Rassismus bei den Oscars: Die Sache mit der Realität
Die Rassismusdebatte bei den Oscar-Nominierungen geht in die nächste Runde. Nun wird öffentlich geächtet, etwa Schauspielerin Charlotte Rampling.
Der Wert mancher Diskussionen zeigt sich erst so richtig, wenn das „public shaming“ beginnt. Wer weiß, Charlotte Rampling und Michael Caine hatten vielleicht einfach nur Pech. In jedem Fall bekamen sie genau in jenen Tagen ein Mikrofon vorgehalten, als die Welle der Empörung nach der Bekanntgabe der Oscar-Nominierungen so richtig hochschoss.
Rampling, die dieser Tage 70 wird und für ihre Rolle in „45 Years“ die erste Oscar-Nominierung bekam, warf zu ihrem Unglück das keineswegs von ihr erfundene Argument in den Ring, dass man Schauspieler ja nicht nach Hautfarbe auszeichnen könne, sie oder er müsse schon auch gut sein.
Und Michael Caine (6 Nominierungen, 2 Oscar-Gewinne) forderte seine schwarzen Kollegen zu mehr Geduld auf. Bei ihm selbst habe es auch lange gedauert. Ob nun Rampling tatsächlich die Forderung nach mehr Vielfalt bei den Oscars als „rassistisch zu Weißen“ bezeichnet hat, sei dahingestellt. Die mediale Empörung darüber zeigt jedenfalls: Wenn man aus Leuten wie Rampling und Caine Debattengegner konstruieren muss, heißt das nichts Gutes für die Debatte.
Mehr Vielfalt einzuklagen, ist natürlich nie falsch. Weshalb es prinzipiell zu begrüßen ist, dass die „weißgewaschenen“ Oscar-Nominierungen einen Schweif der Empörung nach sich ziehen. Es gab auch Boykottaufrufe. Spike Lee will fernbleiben, genauso wie Will Smith und seine Ehefrau Jada Pinkett Smith.
Chris Rock, der designierte Conferencier des Oscar-Abends, wurde von Tyrese Gibson (“Fast & Furious“) unter Druck gesetzt, seinen Gig abzusagen. Die Sache lasse sich doch auch durch neu geschriebene Gags nicht wieder ausgleichen! Rock verspricht derweil genau das, und wer seinen Auftritt von 2005 noch in Erinnerung hat, wird darauf gespannt sein.

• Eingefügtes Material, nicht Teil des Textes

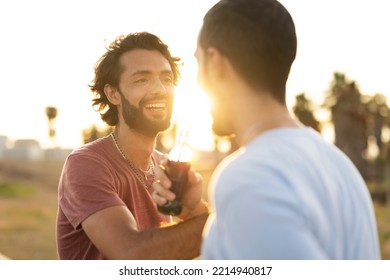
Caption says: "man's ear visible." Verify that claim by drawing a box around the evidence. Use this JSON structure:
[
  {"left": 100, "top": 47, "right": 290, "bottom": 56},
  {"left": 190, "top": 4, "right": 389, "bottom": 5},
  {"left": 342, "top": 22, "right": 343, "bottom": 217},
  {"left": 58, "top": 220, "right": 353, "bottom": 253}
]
[
  {"left": 206, "top": 47, "right": 226, "bottom": 79},
  {"left": 104, "top": 84, "right": 121, "bottom": 105}
]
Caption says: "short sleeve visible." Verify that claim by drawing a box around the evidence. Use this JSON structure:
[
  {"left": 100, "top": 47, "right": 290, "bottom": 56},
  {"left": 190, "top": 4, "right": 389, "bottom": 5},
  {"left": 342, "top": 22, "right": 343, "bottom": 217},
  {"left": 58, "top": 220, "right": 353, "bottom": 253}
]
[{"left": 59, "top": 153, "right": 124, "bottom": 229}]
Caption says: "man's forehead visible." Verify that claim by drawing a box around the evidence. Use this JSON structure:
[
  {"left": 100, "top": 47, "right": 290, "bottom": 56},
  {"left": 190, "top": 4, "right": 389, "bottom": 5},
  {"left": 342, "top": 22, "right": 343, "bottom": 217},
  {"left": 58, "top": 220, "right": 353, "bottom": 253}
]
[{"left": 120, "top": 49, "right": 172, "bottom": 72}]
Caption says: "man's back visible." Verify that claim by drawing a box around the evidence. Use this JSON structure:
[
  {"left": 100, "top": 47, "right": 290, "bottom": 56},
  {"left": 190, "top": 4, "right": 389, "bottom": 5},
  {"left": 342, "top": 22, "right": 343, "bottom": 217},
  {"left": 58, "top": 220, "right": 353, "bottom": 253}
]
[{"left": 202, "top": 128, "right": 380, "bottom": 259}]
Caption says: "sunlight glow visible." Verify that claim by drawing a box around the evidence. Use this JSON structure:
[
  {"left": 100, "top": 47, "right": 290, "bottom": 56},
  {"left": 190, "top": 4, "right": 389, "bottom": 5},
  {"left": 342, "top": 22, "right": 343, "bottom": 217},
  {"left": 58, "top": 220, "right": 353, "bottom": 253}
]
[{"left": 174, "top": 86, "right": 214, "bottom": 151}]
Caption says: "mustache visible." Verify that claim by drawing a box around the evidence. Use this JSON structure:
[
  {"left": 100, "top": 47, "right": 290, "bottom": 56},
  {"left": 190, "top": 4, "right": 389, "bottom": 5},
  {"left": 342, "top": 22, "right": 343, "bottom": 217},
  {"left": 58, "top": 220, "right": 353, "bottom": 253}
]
[{"left": 139, "top": 96, "right": 172, "bottom": 107}]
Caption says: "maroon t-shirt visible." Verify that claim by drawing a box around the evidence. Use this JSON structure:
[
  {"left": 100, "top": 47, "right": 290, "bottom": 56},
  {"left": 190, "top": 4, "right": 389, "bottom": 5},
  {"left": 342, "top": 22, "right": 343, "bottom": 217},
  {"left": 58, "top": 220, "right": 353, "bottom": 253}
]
[{"left": 57, "top": 136, "right": 170, "bottom": 259}]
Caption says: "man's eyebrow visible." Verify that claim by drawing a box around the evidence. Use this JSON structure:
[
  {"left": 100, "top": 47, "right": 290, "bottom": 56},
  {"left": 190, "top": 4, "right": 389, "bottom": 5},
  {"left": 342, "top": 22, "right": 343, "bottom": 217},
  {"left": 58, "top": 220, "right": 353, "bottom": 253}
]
[{"left": 130, "top": 70, "right": 173, "bottom": 77}]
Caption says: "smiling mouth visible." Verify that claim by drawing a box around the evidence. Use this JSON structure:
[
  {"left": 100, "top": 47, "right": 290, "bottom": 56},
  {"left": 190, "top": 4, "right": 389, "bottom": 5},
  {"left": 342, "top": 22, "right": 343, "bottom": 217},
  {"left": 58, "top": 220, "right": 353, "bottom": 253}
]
[{"left": 145, "top": 102, "right": 167, "bottom": 111}]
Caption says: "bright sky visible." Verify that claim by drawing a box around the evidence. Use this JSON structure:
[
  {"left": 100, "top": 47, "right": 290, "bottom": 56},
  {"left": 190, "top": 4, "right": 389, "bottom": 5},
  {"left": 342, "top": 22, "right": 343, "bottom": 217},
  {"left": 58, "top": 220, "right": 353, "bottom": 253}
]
[{"left": 0, "top": 0, "right": 390, "bottom": 148}]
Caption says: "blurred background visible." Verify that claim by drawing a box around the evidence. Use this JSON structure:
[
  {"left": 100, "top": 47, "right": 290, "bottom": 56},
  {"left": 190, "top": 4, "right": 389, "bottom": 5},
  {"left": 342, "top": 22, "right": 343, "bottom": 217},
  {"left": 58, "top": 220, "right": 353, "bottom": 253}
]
[{"left": 0, "top": 0, "right": 390, "bottom": 259}]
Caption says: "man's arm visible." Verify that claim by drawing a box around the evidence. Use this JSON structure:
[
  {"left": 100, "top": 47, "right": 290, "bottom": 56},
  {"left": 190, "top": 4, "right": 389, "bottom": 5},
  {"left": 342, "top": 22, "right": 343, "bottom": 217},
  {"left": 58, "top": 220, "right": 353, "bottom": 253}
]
[{"left": 82, "top": 202, "right": 208, "bottom": 259}]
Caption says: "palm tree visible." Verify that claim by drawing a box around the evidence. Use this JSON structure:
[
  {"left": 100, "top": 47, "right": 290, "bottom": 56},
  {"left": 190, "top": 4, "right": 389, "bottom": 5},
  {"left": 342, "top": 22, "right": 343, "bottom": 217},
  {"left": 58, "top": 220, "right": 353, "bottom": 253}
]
[
  {"left": 324, "top": 73, "right": 369, "bottom": 177},
  {"left": 46, "top": 106, "right": 57, "bottom": 145},
  {"left": 293, "top": 93, "right": 320, "bottom": 132}
]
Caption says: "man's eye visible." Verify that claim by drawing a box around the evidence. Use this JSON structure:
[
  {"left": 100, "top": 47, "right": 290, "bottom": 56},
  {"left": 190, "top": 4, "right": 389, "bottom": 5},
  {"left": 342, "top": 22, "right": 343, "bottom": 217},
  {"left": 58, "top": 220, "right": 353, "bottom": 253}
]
[
  {"left": 163, "top": 77, "right": 173, "bottom": 84},
  {"left": 135, "top": 78, "right": 148, "bottom": 84}
]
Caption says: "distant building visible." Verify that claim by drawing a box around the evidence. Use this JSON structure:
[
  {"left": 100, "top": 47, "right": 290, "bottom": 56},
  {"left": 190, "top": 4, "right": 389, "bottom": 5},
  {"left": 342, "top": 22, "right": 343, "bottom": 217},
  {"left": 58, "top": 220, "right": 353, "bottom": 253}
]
[{"left": 7, "top": 139, "right": 45, "bottom": 160}]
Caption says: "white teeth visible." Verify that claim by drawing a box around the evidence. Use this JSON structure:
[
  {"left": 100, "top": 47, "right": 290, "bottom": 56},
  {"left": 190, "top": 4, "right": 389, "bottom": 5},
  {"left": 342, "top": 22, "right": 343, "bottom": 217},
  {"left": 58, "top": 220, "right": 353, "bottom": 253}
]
[{"left": 145, "top": 103, "right": 165, "bottom": 109}]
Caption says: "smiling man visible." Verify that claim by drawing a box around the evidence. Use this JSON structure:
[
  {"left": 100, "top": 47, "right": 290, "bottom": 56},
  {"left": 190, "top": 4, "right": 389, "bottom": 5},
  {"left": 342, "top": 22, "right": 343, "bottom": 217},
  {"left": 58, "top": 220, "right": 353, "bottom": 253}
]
[{"left": 57, "top": 32, "right": 208, "bottom": 259}]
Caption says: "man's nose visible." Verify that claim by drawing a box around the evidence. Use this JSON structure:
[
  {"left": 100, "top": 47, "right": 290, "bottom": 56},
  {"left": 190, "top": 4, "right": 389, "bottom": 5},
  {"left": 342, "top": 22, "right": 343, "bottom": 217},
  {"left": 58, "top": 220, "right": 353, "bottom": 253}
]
[{"left": 152, "top": 78, "right": 168, "bottom": 95}]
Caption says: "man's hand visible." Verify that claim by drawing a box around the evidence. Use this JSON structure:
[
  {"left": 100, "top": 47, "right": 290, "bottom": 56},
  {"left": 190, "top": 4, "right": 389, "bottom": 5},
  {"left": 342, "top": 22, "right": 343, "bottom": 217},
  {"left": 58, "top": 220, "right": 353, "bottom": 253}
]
[{"left": 152, "top": 156, "right": 208, "bottom": 220}]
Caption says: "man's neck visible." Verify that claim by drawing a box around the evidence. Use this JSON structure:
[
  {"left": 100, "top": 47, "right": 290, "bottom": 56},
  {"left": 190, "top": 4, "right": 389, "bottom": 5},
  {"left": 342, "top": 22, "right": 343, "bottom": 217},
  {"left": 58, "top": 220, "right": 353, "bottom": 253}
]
[
  {"left": 236, "top": 93, "right": 299, "bottom": 146},
  {"left": 113, "top": 126, "right": 156, "bottom": 170}
]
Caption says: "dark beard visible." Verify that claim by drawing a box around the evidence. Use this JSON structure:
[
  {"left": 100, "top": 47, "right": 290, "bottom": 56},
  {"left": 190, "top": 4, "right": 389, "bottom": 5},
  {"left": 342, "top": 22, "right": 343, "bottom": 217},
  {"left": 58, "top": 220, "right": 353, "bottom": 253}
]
[{"left": 120, "top": 92, "right": 172, "bottom": 137}]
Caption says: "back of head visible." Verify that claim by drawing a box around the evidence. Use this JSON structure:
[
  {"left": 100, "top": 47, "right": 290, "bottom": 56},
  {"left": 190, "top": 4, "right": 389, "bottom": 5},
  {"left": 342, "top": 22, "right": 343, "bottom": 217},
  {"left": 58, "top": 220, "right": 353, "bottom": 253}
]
[{"left": 199, "top": 0, "right": 297, "bottom": 103}]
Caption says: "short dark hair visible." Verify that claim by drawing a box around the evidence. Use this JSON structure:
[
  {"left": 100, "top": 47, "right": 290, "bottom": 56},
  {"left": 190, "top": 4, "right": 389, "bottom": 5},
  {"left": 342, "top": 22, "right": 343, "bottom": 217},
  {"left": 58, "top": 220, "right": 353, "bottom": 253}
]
[
  {"left": 199, "top": 0, "right": 297, "bottom": 103},
  {"left": 89, "top": 32, "right": 180, "bottom": 126}
]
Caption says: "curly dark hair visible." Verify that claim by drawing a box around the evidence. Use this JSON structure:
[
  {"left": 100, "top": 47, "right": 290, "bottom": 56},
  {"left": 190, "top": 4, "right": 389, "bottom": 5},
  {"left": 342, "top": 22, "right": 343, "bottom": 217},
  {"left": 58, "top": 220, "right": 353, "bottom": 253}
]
[{"left": 89, "top": 32, "right": 180, "bottom": 126}]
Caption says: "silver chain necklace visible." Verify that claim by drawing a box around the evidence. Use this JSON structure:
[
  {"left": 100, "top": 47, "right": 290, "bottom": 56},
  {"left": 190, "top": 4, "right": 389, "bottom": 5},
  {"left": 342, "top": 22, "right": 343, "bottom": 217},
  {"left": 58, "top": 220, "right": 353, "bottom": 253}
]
[{"left": 110, "top": 132, "right": 155, "bottom": 188}]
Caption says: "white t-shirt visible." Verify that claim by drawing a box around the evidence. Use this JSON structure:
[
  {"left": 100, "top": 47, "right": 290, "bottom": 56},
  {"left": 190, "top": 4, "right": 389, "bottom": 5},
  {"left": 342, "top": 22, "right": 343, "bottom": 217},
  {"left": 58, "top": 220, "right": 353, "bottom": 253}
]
[{"left": 201, "top": 127, "right": 380, "bottom": 260}]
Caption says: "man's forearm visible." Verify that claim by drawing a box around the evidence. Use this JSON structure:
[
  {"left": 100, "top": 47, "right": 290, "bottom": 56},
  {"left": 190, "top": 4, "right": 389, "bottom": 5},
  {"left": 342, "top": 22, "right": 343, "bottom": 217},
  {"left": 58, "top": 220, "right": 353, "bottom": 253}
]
[{"left": 126, "top": 212, "right": 208, "bottom": 259}]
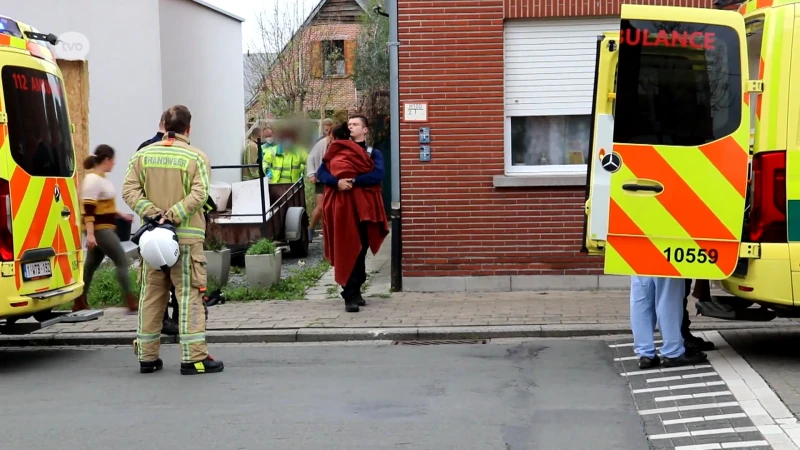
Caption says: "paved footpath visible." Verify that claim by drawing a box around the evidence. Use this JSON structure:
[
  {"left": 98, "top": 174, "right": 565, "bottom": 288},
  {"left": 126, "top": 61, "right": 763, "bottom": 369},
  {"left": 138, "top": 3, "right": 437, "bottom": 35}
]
[{"left": 0, "top": 240, "right": 795, "bottom": 345}]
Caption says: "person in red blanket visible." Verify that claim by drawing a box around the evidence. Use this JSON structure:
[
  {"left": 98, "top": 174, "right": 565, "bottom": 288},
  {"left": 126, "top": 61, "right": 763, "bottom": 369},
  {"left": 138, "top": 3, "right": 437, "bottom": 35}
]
[{"left": 317, "top": 115, "right": 389, "bottom": 312}]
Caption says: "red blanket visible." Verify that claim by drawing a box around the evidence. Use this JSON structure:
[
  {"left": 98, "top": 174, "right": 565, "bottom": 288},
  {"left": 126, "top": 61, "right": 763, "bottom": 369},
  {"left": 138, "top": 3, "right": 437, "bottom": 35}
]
[{"left": 322, "top": 140, "right": 389, "bottom": 286}]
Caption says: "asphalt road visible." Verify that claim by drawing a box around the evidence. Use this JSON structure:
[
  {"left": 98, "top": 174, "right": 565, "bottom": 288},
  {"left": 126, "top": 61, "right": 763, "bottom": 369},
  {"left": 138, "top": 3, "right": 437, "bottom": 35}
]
[{"left": 0, "top": 340, "right": 648, "bottom": 450}]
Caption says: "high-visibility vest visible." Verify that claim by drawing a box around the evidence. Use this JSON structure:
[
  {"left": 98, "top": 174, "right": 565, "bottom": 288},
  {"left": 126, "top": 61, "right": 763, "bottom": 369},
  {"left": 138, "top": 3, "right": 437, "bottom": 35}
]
[{"left": 263, "top": 144, "right": 308, "bottom": 184}]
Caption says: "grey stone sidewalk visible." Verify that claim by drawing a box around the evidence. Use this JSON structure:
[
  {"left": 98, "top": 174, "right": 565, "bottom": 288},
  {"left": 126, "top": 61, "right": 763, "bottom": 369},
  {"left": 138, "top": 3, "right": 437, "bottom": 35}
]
[{"left": 0, "top": 239, "right": 795, "bottom": 345}]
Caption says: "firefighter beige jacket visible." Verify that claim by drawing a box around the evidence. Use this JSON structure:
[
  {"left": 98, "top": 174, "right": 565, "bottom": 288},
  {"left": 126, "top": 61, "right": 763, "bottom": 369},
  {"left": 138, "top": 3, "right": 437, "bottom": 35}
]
[{"left": 122, "top": 134, "right": 211, "bottom": 245}]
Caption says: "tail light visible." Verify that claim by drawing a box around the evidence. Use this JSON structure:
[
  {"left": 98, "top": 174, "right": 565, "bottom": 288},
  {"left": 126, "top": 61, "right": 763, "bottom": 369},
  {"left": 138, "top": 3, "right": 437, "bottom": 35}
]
[{"left": 749, "top": 151, "right": 788, "bottom": 243}]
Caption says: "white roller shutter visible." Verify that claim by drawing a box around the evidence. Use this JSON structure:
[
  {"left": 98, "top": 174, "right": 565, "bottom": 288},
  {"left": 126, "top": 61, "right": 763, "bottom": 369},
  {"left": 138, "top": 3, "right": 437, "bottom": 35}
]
[{"left": 503, "top": 17, "right": 619, "bottom": 116}]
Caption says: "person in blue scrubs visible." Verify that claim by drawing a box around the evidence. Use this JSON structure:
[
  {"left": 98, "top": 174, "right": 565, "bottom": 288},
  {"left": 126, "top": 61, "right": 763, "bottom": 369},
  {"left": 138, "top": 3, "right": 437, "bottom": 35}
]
[{"left": 631, "top": 276, "right": 708, "bottom": 369}]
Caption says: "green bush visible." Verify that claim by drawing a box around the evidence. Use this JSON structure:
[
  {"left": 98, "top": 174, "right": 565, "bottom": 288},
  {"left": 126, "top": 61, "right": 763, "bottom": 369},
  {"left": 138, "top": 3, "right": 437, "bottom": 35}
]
[
  {"left": 222, "top": 261, "right": 330, "bottom": 302},
  {"left": 85, "top": 263, "right": 142, "bottom": 308},
  {"left": 247, "top": 239, "right": 278, "bottom": 255}
]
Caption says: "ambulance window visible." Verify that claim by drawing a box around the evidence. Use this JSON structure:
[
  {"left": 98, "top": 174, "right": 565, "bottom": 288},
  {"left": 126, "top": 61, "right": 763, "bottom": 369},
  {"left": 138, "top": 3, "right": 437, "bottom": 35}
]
[
  {"left": 614, "top": 20, "right": 742, "bottom": 146},
  {"left": 2, "top": 66, "right": 75, "bottom": 177}
]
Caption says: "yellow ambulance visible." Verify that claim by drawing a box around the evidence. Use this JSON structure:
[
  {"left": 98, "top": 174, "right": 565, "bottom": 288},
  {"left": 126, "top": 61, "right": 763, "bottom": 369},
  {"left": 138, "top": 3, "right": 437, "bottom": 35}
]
[
  {"left": 0, "top": 16, "right": 98, "bottom": 334},
  {"left": 583, "top": 0, "right": 800, "bottom": 320}
]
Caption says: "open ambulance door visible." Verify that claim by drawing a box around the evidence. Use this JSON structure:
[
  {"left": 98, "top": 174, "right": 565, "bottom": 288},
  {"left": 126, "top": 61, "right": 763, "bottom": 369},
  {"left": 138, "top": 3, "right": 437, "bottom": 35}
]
[
  {"left": 581, "top": 31, "right": 619, "bottom": 255},
  {"left": 584, "top": 4, "right": 750, "bottom": 280}
]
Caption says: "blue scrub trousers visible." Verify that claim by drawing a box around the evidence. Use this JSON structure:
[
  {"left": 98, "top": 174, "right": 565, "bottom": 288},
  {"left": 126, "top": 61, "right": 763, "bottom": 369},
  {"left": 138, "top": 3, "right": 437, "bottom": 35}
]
[{"left": 631, "top": 277, "right": 686, "bottom": 358}]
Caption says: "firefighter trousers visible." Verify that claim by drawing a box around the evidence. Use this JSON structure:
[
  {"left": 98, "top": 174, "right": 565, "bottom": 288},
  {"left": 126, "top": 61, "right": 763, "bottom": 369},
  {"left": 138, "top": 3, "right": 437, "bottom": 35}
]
[{"left": 134, "top": 243, "right": 208, "bottom": 362}]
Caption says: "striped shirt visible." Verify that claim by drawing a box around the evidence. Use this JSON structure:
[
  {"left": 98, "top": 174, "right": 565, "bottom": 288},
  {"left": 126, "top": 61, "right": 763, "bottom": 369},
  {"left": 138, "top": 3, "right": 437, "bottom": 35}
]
[{"left": 81, "top": 172, "right": 117, "bottom": 230}]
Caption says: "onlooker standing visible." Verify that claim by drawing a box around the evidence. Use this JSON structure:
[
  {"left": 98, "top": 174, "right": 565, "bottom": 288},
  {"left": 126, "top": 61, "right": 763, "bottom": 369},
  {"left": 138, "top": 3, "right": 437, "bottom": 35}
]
[
  {"left": 317, "top": 115, "right": 389, "bottom": 312},
  {"left": 631, "top": 276, "right": 708, "bottom": 369},
  {"left": 317, "top": 119, "right": 333, "bottom": 142},
  {"left": 242, "top": 127, "right": 261, "bottom": 181},
  {"left": 72, "top": 145, "right": 139, "bottom": 313}
]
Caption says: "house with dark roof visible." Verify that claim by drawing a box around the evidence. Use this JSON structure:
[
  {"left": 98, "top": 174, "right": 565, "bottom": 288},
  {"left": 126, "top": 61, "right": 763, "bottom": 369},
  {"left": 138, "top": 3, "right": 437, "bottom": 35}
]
[{"left": 245, "top": 0, "right": 368, "bottom": 122}]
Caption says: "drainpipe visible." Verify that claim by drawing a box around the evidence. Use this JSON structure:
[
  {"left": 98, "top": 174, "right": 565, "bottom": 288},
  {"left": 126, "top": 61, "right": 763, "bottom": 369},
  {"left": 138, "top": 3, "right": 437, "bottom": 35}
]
[{"left": 386, "top": 0, "right": 403, "bottom": 292}]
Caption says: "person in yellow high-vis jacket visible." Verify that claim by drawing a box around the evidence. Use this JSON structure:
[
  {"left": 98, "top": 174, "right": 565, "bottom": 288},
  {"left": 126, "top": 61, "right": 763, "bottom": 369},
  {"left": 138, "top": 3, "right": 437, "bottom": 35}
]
[{"left": 263, "top": 129, "right": 308, "bottom": 184}]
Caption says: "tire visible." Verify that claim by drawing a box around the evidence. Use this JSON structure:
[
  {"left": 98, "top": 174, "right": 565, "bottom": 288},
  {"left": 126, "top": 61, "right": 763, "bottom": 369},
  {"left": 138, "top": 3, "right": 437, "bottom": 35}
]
[{"left": 33, "top": 309, "right": 54, "bottom": 323}]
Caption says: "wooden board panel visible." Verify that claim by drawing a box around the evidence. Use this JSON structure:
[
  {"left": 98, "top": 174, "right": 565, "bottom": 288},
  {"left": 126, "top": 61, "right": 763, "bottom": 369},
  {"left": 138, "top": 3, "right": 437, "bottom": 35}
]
[{"left": 58, "top": 59, "right": 91, "bottom": 182}]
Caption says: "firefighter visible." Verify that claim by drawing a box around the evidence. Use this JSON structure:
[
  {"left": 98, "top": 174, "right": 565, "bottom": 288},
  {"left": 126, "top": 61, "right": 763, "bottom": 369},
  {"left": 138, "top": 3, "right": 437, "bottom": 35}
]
[
  {"left": 122, "top": 105, "right": 223, "bottom": 375},
  {"left": 263, "top": 127, "right": 308, "bottom": 184}
]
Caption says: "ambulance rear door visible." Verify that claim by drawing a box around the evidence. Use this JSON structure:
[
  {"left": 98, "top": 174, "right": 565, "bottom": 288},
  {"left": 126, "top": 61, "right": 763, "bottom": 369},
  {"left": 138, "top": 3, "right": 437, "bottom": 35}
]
[
  {"left": 584, "top": 5, "right": 750, "bottom": 280},
  {"left": 581, "top": 31, "right": 619, "bottom": 255}
]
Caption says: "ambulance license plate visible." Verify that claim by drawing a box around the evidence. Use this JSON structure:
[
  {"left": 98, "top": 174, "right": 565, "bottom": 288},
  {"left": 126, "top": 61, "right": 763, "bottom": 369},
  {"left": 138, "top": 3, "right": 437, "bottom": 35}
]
[{"left": 22, "top": 261, "right": 53, "bottom": 281}]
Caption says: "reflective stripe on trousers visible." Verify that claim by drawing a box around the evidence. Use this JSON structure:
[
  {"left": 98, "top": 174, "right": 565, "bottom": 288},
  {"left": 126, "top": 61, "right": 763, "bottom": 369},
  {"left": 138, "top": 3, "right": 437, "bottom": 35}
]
[{"left": 135, "top": 243, "right": 208, "bottom": 362}]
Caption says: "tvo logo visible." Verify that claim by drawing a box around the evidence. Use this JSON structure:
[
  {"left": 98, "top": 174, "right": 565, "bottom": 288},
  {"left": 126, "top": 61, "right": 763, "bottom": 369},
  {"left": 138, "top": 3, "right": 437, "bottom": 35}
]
[{"left": 55, "top": 31, "right": 89, "bottom": 61}]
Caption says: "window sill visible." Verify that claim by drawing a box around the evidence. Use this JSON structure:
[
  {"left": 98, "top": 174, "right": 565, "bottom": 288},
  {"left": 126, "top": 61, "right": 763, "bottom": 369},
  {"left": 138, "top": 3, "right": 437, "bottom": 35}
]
[{"left": 493, "top": 173, "right": 586, "bottom": 188}]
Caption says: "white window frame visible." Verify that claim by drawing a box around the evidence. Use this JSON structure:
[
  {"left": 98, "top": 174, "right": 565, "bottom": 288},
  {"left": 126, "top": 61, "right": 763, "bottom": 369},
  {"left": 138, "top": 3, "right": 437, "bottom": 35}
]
[{"left": 503, "top": 114, "right": 591, "bottom": 177}]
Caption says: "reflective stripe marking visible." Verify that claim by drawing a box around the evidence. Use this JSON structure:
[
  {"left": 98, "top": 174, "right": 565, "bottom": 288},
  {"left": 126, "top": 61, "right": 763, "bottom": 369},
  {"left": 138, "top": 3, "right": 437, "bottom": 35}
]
[
  {"left": 606, "top": 198, "right": 680, "bottom": 277},
  {"left": 700, "top": 135, "right": 760, "bottom": 198},
  {"left": 614, "top": 144, "right": 736, "bottom": 240},
  {"left": 180, "top": 333, "right": 206, "bottom": 343},
  {"left": 136, "top": 333, "right": 161, "bottom": 342}
]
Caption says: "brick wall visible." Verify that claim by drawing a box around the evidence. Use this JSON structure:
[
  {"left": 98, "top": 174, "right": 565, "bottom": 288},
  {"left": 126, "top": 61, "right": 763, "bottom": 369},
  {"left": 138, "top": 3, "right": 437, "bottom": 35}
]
[
  {"left": 503, "top": 0, "right": 712, "bottom": 19},
  {"left": 398, "top": 0, "right": 706, "bottom": 277}
]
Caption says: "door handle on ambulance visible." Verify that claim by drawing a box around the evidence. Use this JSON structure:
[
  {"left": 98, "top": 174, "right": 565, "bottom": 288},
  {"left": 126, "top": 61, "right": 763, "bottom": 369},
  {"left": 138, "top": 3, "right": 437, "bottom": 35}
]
[{"left": 622, "top": 183, "right": 664, "bottom": 194}]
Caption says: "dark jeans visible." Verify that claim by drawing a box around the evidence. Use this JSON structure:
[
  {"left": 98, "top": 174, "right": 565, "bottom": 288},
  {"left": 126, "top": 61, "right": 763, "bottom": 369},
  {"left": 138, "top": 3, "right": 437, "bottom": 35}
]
[
  {"left": 681, "top": 279, "right": 692, "bottom": 339},
  {"left": 342, "top": 223, "right": 369, "bottom": 300},
  {"left": 83, "top": 228, "right": 132, "bottom": 295}
]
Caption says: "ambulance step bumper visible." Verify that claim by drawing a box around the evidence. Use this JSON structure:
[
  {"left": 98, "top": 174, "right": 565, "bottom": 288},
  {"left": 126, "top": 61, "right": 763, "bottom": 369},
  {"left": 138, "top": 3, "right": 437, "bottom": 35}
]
[{"left": 695, "top": 295, "right": 777, "bottom": 322}]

Dass man Preise nach Leistung und nicht nach Quoten vergeben kann – vor allem Frauen dürfte das Pingpong der Argumente vertraut sein. Aber es ist müßig, Jahr um Jahr die bei den Oscars übergangenen Filme durchzugehen.
Natürlich wären Filme mit vorwiegend schwarzer Besetzung vor und hinter der Kamera wie „Creed“ oder „Straight Outta Compton“ genauso würdige Kandidaten wie „45 Years“ oder „The Revenant“. Aber die Oscars waren noch nie repräsentativ, bei der Hautfarbe ihrer Nominierten genauso wenig wie bei der Qualität der ausgezeichneten Filme.
Natürlich ist Repräsentation wichtig. Mehr nicht-weiße Regisseure, Produzenten und Schauspieler bei den Oscars – das bedeutet mehr Inspiration und Ermutigung für alle, die nachrücken. Aber die Forderung nach Repräsentation hat auch ihre Grenzen. Dass der bald wohl erfolgreichste Film aller Zeiten, „Star Wars 7“, einen Schwarzen und eine Frau als Haupthelden hat, kann man zwar als Erfolg für die Vielfalt preisen. Aber was bringt das tatsächlich?
Die Oscars und die, die sie wichtignehmen, nehmen sich zu wichtig. Sicher, Hollywood prägt die Wahrnehmung, aber man sollte aufpassen, sich nicht dem Vorurteil der Rechten anzunähern, die stets den verheerenden Einfluss der „liberal values“ aus Hollywood verteufeln.
In Hollywood würde wahrscheinlich schon mehr Vielfalt einkehren, wenn es interessierter an der Realität wäre – so wie das im Bereich der TV-Serien bereits der Fall ist.
Und noch etwas anderes macht skeptisch. Mit jeder Repräsentationsforderung redet man auch jener „Identitäts“-Politik das Wort, die derzeit wie eine Plage die Welt überzieht und bei der wir alle nur noch als Unterkategorien von Geschlecht, Hautfarbe und Religion beurteilt werden.